The Beatrix Potter™ rose, sponsored by
The Beatrix Potter Society and grown by
Peter Beales Roses, Norfolk, was launched at the
RHS Chelsea flower Show on 24 May 2010 to
celebrate the Society’s 30th Birthday.
The rose is a delicate creamy pink coloured shrub rose
with a subtle fragrance, reflecting a rose which
Beatrix Potter herself painted.
Helen Bertram, newly elected chairman of the
Beatrix Potter Society and its Patron, actress
Patricia Routledge, admire the new rose ‘Beatrix Potter’
which was launched at this year’s Chelsea Flower Show.

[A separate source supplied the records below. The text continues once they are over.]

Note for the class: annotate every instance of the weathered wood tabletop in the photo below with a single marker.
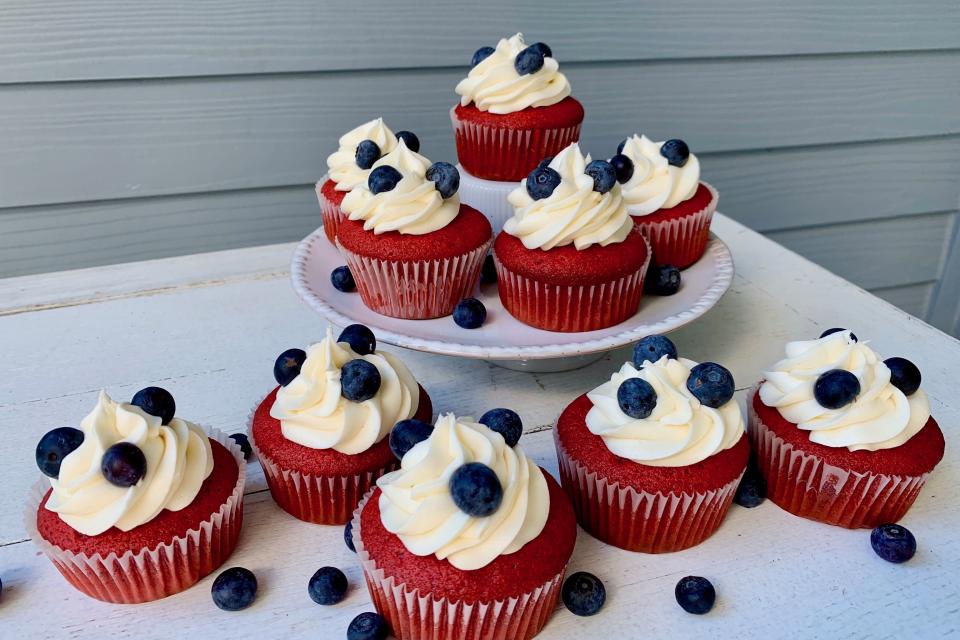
(208, 328)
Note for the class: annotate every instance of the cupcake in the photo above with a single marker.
(669, 204)
(842, 436)
(321, 436)
(414, 250)
(468, 539)
(139, 504)
(569, 259)
(652, 458)
(515, 109)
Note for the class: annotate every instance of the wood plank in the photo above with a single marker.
(62, 40)
(186, 136)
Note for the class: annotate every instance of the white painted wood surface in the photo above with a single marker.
(208, 329)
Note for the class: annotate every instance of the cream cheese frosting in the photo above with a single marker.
(342, 163)
(416, 504)
(881, 416)
(179, 458)
(680, 431)
(656, 184)
(413, 207)
(495, 86)
(573, 214)
(313, 413)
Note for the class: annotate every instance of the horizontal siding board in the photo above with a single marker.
(68, 40)
(94, 141)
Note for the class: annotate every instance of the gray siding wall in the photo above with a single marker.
(158, 128)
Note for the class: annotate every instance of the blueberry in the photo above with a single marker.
(695, 594)
(603, 174)
(583, 594)
(636, 398)
(54, 446)
(675, 151)
(244, 443)
(836, 388)
(410, 139)
(904, 375)
(480, 55)
(123, 464)
(542, 181)
(662, 280)
(407, 433)
(383, 178)
(368, 626)
(360, 339)
(287, 366)
(505, 422)
(156, 402)
(893, 543)
(652, 348)
(476, 490)
(711, 384)
(359, 380)
(623, 166)
(445, 177)
(234, 589)
(469, 313)
(530, 60)
(327, 586)
(342, 279)
(367, 153)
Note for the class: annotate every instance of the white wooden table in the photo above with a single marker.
(208, 328)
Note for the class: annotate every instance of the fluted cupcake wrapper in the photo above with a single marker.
(416, 289)
(507, 154)
(149, 574)
(413, 615)
(679, 241)
(639, 520)
(570, 308)
(806, 486)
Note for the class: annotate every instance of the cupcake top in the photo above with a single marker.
(651, 415)
(405, 193)
(559, 204)
(513, 77)
(465, 496)
(840, 390)
(664, 174)
(343, 400)
(348, 165)
(129, 467)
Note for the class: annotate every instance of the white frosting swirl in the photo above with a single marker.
(413, 207)
(881, 416)
(678, 433)
(179, 459)
(313, 413)
(416, 504)
(655, 183)
(495, 86)
(342, 163)
(573, 214)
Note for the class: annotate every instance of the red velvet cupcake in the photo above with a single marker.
(515, 110)
(413, 249)
(669, 204)
(841, 436)
(653, 468)
(319, 448)
(450, 565)
(569, 260)
(141, 506)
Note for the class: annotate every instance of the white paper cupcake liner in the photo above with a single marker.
(149, 574)
(413, 615)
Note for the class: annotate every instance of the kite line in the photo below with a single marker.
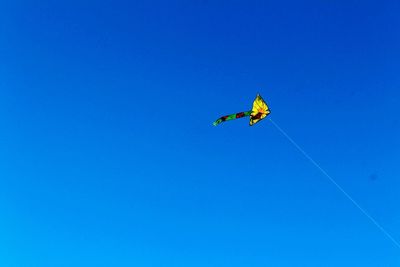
(380, 227)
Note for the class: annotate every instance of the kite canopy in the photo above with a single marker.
(259, 111)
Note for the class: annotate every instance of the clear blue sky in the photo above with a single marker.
(109, 157)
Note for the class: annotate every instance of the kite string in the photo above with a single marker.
(380, 227)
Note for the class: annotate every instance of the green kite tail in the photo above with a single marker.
(232, 117)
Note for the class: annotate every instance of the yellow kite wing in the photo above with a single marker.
(259, 111)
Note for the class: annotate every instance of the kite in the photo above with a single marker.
(259, 111)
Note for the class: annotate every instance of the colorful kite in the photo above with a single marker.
(259, 111)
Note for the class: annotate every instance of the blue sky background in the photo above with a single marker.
(109, 157)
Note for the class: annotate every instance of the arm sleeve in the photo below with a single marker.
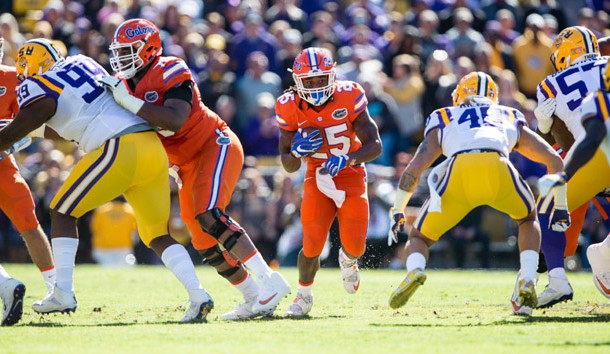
(183, 91)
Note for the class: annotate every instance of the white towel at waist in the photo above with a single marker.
(434, 179)
(327, 186)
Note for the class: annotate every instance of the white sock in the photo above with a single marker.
(559, 273)
(343, 258)
(305, 290)
(49, 277)
(177, 259)
(529, 264)
(3, 275)
(416, 260)
(605, 249)
(257, 266)
(64, 253)
(247, 287)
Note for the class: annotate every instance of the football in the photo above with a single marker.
(308, 130)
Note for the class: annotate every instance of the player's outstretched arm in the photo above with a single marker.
(366, 130)
(289, 161)
(585, 149)
(28, 119)
(536, 149)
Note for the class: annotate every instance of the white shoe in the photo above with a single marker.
(56, 301)
(301, 306)
(524, 297)
(558, 290)
(600, 266)
(198, 310)
(272, 291)
(349, 272)
(243, 311)
(12, 292)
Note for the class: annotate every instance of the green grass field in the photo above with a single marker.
(135, 310)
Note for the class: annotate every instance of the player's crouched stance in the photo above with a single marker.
(595, 111)
(123, 156)
(476, 135)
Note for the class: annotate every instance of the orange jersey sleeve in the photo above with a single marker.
(182, 146)
(8, 92)
(334, 119)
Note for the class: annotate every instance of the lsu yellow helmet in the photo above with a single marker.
(573, 43)
(475, 84)
(35, 57)
(607, 76)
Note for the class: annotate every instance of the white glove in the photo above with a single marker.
(547, 182)
(17, 146)
(173, 172)
(397, 218)
(120, 93)
(544, 114)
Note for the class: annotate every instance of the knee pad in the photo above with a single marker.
(220, 225)
(220, 259)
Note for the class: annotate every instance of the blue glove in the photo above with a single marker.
(305, 146)
(335, 164)
(560, 220)
(397, 218)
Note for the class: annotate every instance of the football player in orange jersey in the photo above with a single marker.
(17, 203)
(206, 155)
(342, 136)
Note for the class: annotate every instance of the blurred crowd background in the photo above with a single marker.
(407, 54)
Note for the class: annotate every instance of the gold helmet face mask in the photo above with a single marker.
(475, 84)
(571, 44)
(35, 57)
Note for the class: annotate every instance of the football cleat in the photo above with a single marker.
(600, 266)
(301, 306)
(524, 299)
(349, 272)
(558, 290)
(272, 291)
(12, 292)
(198, 310)
(243, 311)
(407, 288)
(56, 301)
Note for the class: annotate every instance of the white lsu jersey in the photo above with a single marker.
(476, 126)
(86, 113)
(569, 87)
(597, 106)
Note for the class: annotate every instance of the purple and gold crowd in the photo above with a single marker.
(407, 55)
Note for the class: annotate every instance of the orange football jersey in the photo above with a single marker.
(334, 120)
(164, 74)
(8, 93)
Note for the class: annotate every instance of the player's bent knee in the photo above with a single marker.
(226, 266)
(220, 226)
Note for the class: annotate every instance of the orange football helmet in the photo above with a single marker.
(135, 44)
(571, 44)
(311, 63)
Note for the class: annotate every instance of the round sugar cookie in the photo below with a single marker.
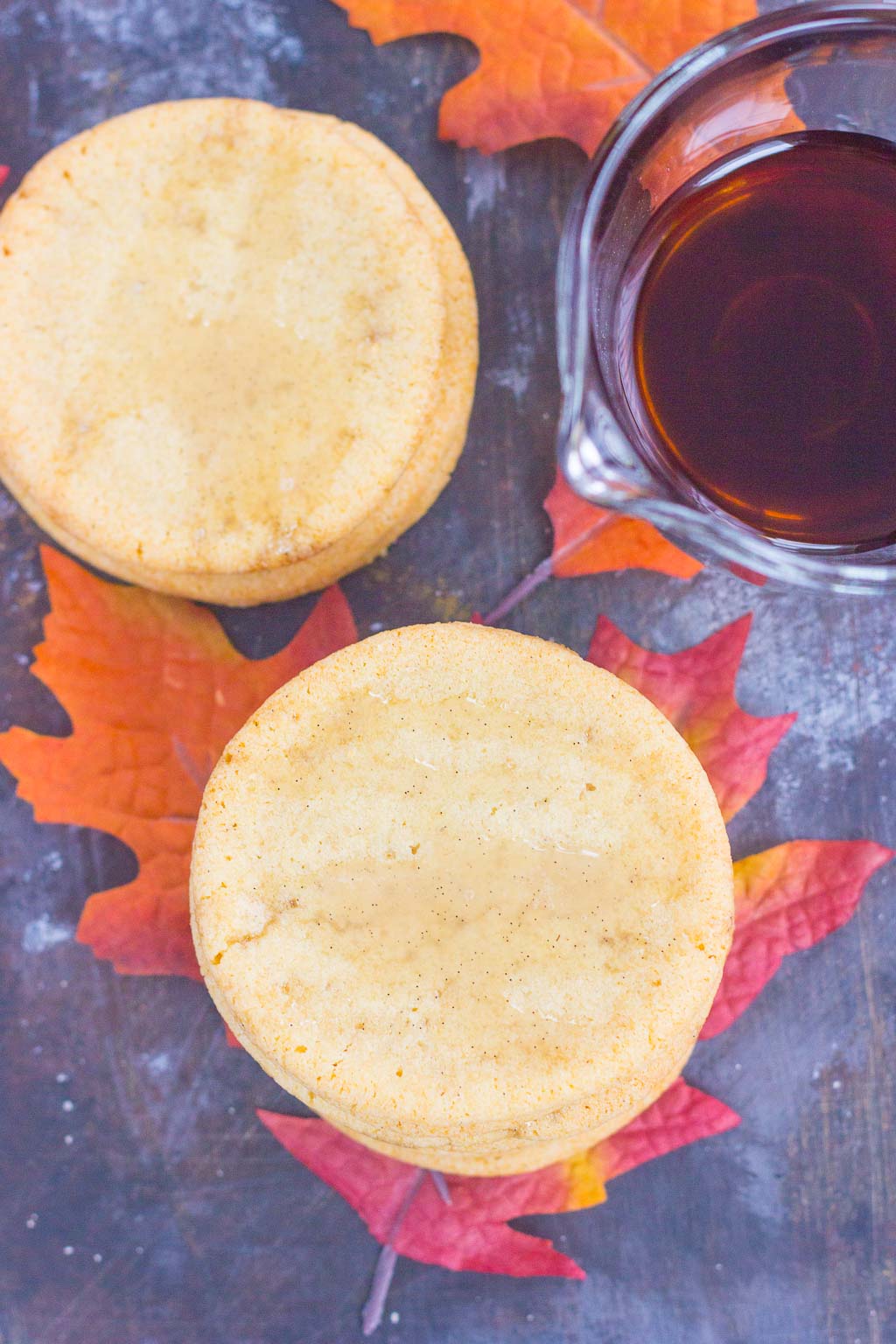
(465, 894)
(262, 350)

Helen, from Solihull, runs Whitecroft Tours which
specialises in bespoke traditional crafting and
heritage tours. To celebrate her appointment she
is organising a ‘Painting with Potter’ break this October
in the Lake District, where the Peter Rabbit creator lived.
In the news:
One of the world's leading rose growers is putting
the finishing touches to their display at next week's
Chelsea Flower Show where they will be
unveiling three new beautiful blooms.
Former gold award winner Peter Beales Roses,
based in Attleborough, will be introducing its most
recent creations on Monday in what is believed to be
the company's 35th year of exhibiting at the renowned show.
This year it has produced varieties commemorating
the 100th birthday of the John Innes Centre,
in Norwich, the 30th anniversary of The
Beatrix Potter Society and the recent refurbishment of
the Church of the Notre Dame in Calais, France.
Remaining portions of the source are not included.